The fact is workers need that high level of superannuation contribution. Those opposite campaigned hard to stop the increase to universal superannuation. I know the member for Goldstein strongly opposes the increase to universal superannuation. He believes, like so many on that side of the House, that 15 per cent is okay for them but that the workers shouldn't get 10 per cent. Of course it's not a position that Senator Bragg has always taken. Senator Bragg once argued that we needed to increase universal superannuation contributions as quickly as possible, but he has now changed his tune and joined with those on the other side of the House who want to keep the universal superannuation contribution for workers low but who themselves enjoy the benefit of 15 per cent superannuation. That holds true with the Prime Minister, whose 15 per cent superannuation contribution ends up being higher than the salary for many regular workers. The fact is that Australia's pool of superannuation has meant that we have greater stability in the economy.
I'll finish where I started. When I was studying in the United States in 2000, we saw the election of President George W Bush, and the Republicans at that time were campaigning hard for private social security accounts. As an Australian, it took me a bit of time to get my head around this—that the Democrats were opposing private accounts and the Republicans were supporting them. But here we have the strange situation where it was a party of the Left that introduced universal private accounts and that saw the benefits for workers in getting those strong share market and property gains and those strong gains in the value of infrastructure assets.
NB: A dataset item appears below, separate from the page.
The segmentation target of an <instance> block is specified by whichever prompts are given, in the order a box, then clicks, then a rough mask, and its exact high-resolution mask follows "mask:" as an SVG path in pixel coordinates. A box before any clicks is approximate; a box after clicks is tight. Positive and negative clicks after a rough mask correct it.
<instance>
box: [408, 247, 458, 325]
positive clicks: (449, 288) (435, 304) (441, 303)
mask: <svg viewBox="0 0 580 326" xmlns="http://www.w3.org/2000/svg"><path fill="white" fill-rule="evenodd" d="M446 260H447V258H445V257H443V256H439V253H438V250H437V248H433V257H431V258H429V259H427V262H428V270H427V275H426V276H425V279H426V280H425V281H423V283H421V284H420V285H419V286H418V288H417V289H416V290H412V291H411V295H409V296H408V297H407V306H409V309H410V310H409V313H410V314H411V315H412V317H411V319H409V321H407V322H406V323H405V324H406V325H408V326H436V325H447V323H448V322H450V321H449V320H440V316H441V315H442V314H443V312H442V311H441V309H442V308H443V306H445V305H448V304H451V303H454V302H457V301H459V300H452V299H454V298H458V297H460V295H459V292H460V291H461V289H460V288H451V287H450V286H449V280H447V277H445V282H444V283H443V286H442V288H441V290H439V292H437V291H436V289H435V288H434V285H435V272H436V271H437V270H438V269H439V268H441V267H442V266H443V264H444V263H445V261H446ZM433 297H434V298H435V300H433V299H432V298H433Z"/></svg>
Yet, it's a party of the Right that is trying to white-ant superannuation and that attacks superannuation at every possible turn, whether it's attacking ISA or attacking proxy advisers, who do nothing more than provide independent advice to superannuation funds and, indeed, to other share market investors.
Those opposite won't stop at any turn to attack our effective superannuation policy, which has ensured that our pension is more sustainable than almost any in the world and will deliver dignity in retirement to millions of Australians.